Directed by #GabrielMascaro

Starring #DiraPaes


In the near future, Brazil is under Evangelical leadership. Middle-aged Joana, a devout believer in both Jesus and bureaucracy, is doing the lord’s work as a notary. This gives her plenty of opportunities to convince clients filing for divorce to instead join her couples-only cult and save their marriages.

Writer/Director Gabriel Mascaro paints a visceral picture in Divine Love with long sex scenes, full frontal nudity, and even a graphic hospital scene. But all the flesh we see feels distant and unnatural, illuminated by neon lights, sometimes clouded by haze, and always caught in rituals of necessity.

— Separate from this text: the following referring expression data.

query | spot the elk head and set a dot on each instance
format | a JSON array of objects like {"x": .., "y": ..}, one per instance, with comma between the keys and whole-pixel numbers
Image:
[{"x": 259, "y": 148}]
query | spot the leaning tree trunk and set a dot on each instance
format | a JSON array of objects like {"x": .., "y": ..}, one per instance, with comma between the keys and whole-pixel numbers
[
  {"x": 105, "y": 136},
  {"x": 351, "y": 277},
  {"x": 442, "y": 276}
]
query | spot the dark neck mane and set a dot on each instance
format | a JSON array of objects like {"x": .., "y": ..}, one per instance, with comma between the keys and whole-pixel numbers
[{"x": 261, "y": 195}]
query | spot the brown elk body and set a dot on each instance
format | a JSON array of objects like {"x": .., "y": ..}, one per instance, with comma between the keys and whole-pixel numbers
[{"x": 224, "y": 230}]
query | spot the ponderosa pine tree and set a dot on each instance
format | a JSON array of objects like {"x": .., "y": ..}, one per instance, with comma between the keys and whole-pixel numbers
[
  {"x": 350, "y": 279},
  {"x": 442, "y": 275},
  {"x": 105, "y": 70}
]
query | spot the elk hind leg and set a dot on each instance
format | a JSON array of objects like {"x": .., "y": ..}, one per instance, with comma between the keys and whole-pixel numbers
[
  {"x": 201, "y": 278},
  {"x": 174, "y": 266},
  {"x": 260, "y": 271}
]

In 2027, the most important characteristics for women are their marital status and their pregnancy status, brightly displayed on the screens of “detectors” when they pass into buildings. And what Joana (Dira Paes) wants more than anything is to have a child. She and her husband Danilo (Julio Machado) are trying everything they can to conceive, and the process has Joana frequenting her local drive-thru pastor (Emílio de Mello).

Mascaro and co-writer Rachel Daisy Ellis don’t tell you how to feel about religion, even the future’s sexy, club-going, drive-thru version. Instead, they focus on exploring Joana’s own journey of faith.

At one point, her drive-thru pastor urges Joana that he can help her go through the motions of repentance, even if she doesn’t feel guilty. She assures him she regrets nothing, but women’s position seems worse in this new age. The same way that “Divorced” flashes over some heads, “Guilty” seems to flash over Joana’s, despite her protestations. Her faith remains constant.

The biggest conflict of Divine Love is Joana’s interior faith versus the faith of those around her. Everything she does is in complete alignment with her belief system, but it doesn’t save her from being judged or from losing the things most precious to her. “Faith doesn’t need to be tested,” a voiceover muses, but Joana seems to be tested at every turn.

Visually, the film is a marvel. I’m a sucker for lighting and Mascaro delivers from hazy pink rooms to natural light making gorgeous silhouettes. He paints good vignettes too, interspersing the narrative with pretty pictures, like the notary staff lazing on the lawn at lunch-time, tangled up in each other.

Shocking and beautiful, Divine Love is worth the watch even if its conclusion leaves you with more questions than answers.